Total Result Overview

plot 4.2. Latencies (95 percentile) during the test for EC2 with 2,4,8,16,32,48 and 64 vCPU for scenarios with 1,2,4,8,16,32,64,128 threads

plot 4.3. Percentage comparison Graviton and Intel CPU in throughput (queries per second) for EC2 with 2,4,8,16,32,48 and 64 vCPU for scenarios with 1,2,4,8,16,32,64,128 threads

plot 4.4. Numbers comparison Graviton and Intel CPU in throughput (queries per second) for EC2 with 2,4,8,16,32,48 and 64 vCPU for scenarios with 1,2,4,8,16,32,64,128 threads
Conclusions
- ARM CPUs show better results on EC2 with more vCPU and with higher load, especially in high-concurrency scenarios.
- As a result of small EC2 instances and small load, ARM CPUs show less impressive performance. So we can’t see its benefits comparing with Intel EC2
- Intel is still the leader in the area of low-concurrency scenarios. And it is definitely winning on EC2 with a small amount of vCPU.

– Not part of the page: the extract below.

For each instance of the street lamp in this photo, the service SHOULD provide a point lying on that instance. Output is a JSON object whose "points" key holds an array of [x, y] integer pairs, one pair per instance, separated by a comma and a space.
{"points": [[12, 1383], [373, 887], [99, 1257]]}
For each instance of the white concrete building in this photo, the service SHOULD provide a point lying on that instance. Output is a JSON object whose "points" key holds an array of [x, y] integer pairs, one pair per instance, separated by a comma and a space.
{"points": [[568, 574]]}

- AMD does not show any competitive results in all cases.
Final Thoughts
- AMD — we have a lot of questions about EC2 instances on AMD. So it would be a good idea to check what was going on that EC2 during the test and check the general performance of CPUs on those EC2.

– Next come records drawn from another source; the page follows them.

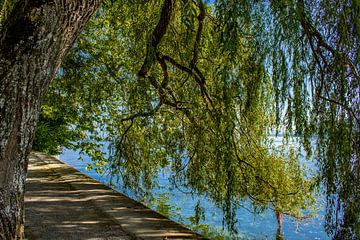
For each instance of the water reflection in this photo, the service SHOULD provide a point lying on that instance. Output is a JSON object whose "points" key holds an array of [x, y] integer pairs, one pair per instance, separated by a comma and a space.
{"points": [[180, 207]]}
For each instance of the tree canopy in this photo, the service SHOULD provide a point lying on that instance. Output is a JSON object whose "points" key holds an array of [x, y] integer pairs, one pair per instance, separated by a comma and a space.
{"points": [[199, 86]]}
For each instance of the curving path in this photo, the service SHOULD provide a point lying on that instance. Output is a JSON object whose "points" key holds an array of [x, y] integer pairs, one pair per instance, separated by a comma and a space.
{"points": [[62, 203]]}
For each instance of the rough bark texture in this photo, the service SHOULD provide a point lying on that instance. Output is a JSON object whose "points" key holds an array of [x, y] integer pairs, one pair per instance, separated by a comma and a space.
{"points": [[33, 41]]}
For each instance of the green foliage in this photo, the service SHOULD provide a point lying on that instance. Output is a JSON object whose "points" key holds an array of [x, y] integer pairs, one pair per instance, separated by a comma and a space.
{"points": [[52, 131], [199, 88]]}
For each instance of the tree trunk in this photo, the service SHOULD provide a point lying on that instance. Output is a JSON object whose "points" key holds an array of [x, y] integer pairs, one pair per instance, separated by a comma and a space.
{"points": [[34, 39]]}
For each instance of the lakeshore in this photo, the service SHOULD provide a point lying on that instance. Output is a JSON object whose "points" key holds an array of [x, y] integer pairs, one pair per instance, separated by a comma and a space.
{"points": [[63, 203]]}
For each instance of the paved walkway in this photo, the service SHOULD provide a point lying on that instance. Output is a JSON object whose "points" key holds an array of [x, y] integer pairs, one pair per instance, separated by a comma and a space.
{"points": [[62, 203]]}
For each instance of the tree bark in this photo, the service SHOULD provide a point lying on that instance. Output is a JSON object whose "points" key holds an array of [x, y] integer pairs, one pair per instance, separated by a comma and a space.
{"points": [[34, 39]]}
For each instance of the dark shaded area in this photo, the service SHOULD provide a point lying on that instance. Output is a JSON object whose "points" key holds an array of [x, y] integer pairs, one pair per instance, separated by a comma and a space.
{"points": [[62, 203]]}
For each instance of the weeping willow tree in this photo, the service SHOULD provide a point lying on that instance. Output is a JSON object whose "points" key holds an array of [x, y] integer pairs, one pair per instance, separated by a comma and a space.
{"points": [[199, 86]]}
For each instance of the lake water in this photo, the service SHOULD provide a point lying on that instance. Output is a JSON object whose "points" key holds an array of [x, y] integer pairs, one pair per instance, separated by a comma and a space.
{"points": [[251, 226]]}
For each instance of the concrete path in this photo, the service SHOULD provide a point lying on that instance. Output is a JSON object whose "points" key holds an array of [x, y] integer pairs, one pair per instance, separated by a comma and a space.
{"points": [[62, 203]]}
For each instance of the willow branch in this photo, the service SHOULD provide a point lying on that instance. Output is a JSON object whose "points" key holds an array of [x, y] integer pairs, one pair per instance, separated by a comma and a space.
{"points": [[156, 37]]}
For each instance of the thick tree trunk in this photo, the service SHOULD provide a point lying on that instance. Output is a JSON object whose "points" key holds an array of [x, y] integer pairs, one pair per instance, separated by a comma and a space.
{"points": [[34, 39]]}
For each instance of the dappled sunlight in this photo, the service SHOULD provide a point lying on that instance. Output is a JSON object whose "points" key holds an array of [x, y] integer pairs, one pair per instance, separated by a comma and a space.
{"points": [[62, 203]]}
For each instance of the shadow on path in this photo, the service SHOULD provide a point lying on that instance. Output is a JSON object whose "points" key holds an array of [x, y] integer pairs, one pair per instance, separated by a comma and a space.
{"points": [[62, 203]]}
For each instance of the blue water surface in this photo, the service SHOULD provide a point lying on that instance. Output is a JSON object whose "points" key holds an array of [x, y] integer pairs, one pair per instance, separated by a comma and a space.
{"points": [[251, 226]]}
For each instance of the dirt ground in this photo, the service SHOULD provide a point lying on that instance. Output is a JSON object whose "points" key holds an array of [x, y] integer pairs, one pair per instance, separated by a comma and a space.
{"points": [[62, 203]]}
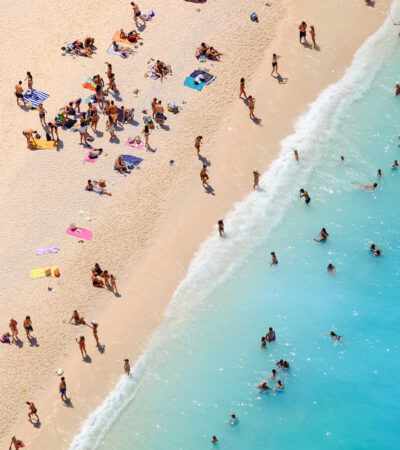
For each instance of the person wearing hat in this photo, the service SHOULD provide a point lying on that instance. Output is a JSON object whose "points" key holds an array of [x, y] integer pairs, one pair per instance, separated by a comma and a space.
{"points": [[256, 178]]}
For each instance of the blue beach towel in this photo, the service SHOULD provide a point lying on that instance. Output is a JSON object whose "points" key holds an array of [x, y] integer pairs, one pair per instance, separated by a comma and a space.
{"points": [[189, 82], [130, 159], [37, 98]]}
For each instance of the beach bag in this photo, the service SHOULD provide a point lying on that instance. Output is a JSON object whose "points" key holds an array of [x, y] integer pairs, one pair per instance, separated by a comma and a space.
{"points": [[253, 17]]}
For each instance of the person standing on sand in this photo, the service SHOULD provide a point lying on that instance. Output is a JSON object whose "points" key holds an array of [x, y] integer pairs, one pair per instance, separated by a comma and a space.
{"points": [[32, 412], [241, 89], [63, 389], [204, 176], [28, 326], [113, 284], [197, 143], [14, 330], [153, 107], [16, 443], [275, 58], [221, 227], [127, 367], [19, 93], [30, 82], [82, 346], [137, 14], [312, 32], [303, 32], [42, 115], [251, 103], [256, 176]]}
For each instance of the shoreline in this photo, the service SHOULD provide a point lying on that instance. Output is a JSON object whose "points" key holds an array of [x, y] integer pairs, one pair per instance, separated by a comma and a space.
{"points": [[179, 233]]}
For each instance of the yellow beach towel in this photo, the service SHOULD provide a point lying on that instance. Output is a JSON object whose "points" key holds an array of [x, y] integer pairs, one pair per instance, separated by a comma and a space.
{"points": [[40, 272]]}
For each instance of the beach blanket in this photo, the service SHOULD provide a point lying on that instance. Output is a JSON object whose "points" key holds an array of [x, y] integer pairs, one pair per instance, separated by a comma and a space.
{"points": [[205, 76], [189, 82], [41, 144], [80, 233], [36, 98], [40, 272], [48, 249], [89, 84], [87, 159], [132, 143], [130, 159]]}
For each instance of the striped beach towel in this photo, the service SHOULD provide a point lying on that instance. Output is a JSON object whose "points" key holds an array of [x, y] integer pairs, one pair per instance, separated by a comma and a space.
{"points": [[37, 98]]}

- We found out that in some specific conditions, Intel and Graviton could compete with each other. But the other side of the coin is economical. What is cheaper to use in each situation? The next article will be about it.
- It would be a good idea to try to use EC2 with Graviton for real high-concurrency DB.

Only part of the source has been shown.